Antioch will use its latest federal CARES Act grant to help lower-income households pay rents or mortgages and provide legal services for those facing evictions.
The City Council on Tuesday unanimously agreed to spend $500,00 of the $644,289 from its third-round Community Development Block Grant for a rental/mortgage assistance pool to be allocated through Shelter Inc. and St. Vincent de Paul.
The city will also spend $150,000 to contract with ECHO Housing to create a legal assistance program for low-income households trying to avoid evictions or foreclosures.
The grants are part of the $2.2 trillion federal CARES Act signed on March 27, which authorized billions of relief dollars to state and local governments to provide assistance for people affected by the coronavirus pandemic. Since March, Antioch received $1,153,546 from the program.
Teri House, Community Development Block Grant housing consultant, said a council subcommittee had met several times before making recommendations. It also looked at various recommendations from community groups that sought additional eviction prevention and eviction funds to prevent people from becoming homeless when an eviction moratorium ends in January.
The new plan also allocates $339,711 in CDBG federal funds for a home down-payment assistance program inadvertently left out in May.
“Relative to the need that is out there it is a small amount although a substantial amount of money, but there is anticipated to be a great deal of need,” House said about the rental/mortgage assistance for low-income residents.
Mayor-elect Lamar Thorpe applauded the rental/mortgage help, saying “I’m glad we’re focusing on COVID response and that’s really important.”
A number of speakers urged council members to approve the allocations.
“The $205,000 for the wraparound program for outreach, education and representation is excellent,” said Christine Clark of East County Regional Group.
Clark, who herself lost her job recently, added that for many in similar situations, the pandemic has caused a lot of stress.

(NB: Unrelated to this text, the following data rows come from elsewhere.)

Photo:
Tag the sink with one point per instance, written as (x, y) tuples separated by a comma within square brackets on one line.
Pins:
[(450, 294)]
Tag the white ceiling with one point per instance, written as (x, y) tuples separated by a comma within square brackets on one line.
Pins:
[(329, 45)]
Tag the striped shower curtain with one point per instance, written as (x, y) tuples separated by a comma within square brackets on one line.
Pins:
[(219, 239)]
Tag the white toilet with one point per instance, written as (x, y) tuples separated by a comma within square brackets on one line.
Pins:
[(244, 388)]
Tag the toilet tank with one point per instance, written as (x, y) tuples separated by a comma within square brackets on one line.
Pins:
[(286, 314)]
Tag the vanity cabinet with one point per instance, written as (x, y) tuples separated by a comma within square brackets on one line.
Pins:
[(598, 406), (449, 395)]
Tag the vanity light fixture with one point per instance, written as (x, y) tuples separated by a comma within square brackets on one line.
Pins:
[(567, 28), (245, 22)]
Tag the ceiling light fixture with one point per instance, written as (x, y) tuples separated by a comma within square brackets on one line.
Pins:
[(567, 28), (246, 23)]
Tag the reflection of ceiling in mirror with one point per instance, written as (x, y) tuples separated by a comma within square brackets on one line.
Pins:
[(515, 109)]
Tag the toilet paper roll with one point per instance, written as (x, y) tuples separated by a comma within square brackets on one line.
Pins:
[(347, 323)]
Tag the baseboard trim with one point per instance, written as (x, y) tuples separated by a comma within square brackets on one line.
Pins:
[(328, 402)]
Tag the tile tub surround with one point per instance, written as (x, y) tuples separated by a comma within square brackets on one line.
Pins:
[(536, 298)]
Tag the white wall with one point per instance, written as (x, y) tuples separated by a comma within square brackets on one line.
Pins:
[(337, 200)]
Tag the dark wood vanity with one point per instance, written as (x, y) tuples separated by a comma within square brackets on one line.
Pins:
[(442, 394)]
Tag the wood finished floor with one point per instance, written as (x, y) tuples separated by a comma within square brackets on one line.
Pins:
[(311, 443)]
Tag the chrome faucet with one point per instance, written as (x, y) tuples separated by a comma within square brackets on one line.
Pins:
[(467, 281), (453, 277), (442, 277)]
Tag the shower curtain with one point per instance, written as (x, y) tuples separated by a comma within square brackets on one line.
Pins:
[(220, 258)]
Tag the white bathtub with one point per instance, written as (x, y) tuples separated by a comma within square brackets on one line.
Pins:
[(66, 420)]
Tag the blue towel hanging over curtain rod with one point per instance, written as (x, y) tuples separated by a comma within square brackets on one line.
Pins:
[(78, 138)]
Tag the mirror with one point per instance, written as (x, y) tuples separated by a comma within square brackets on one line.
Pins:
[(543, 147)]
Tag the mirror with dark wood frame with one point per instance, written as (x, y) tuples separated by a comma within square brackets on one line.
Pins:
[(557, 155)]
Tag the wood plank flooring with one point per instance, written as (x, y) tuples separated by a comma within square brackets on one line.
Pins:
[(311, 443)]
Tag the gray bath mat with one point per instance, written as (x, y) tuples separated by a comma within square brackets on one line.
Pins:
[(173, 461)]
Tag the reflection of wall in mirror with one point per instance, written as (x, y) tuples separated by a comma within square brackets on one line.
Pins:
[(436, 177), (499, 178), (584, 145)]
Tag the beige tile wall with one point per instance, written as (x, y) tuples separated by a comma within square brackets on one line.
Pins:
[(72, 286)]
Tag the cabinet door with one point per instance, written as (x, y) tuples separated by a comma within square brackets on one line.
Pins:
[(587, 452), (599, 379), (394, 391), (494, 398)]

“As parents of young children, the stress and anxiety of waiting to be evicted is causing extreme harm (for many),” she said. “The council support will provide the needed security and assurance to multilingual families while also keeping thousands of children housed.”
Krsit Laughlin, of East Bay Alliance and the Raise the Roof Coalition, said the money to provide legal assistance for tenants is much needed.
“People were already struggling with housing issues and now we’ve seen the floodgates opening with many more people fearing evictions,” she said. “We are relieved that California Assembly Bill 3088 (COVID-19 Tenant Relief Act) is providing some amount of protections, but the challenge is it is a very complicated law and a lot of landlords are not communicating the protections to tenants or tenants don’t understand them.”
She added that the investment in legal defense is “very cost-effective” and a “key strategy for keeping people housed.”
Reetu Mody, a managing attorney in tenants’ rights for Centro Legal De La Raza in Oakland, said she consistently gets calls from Contra Costa County renters, including undocumented and multilingual families, asking for support to avoid evictions and who have “habitability issues with rats, cockroaches and mold.”
“With the end of AB 3088 coming soon, the tenants are terrified and the families have nowhere to go and the children have nowhere to study or take remote classes and people have no way to figure out where to work, what to do,” she said. “We know that tenants’ rights representation in the courtroom makes a huge difference.”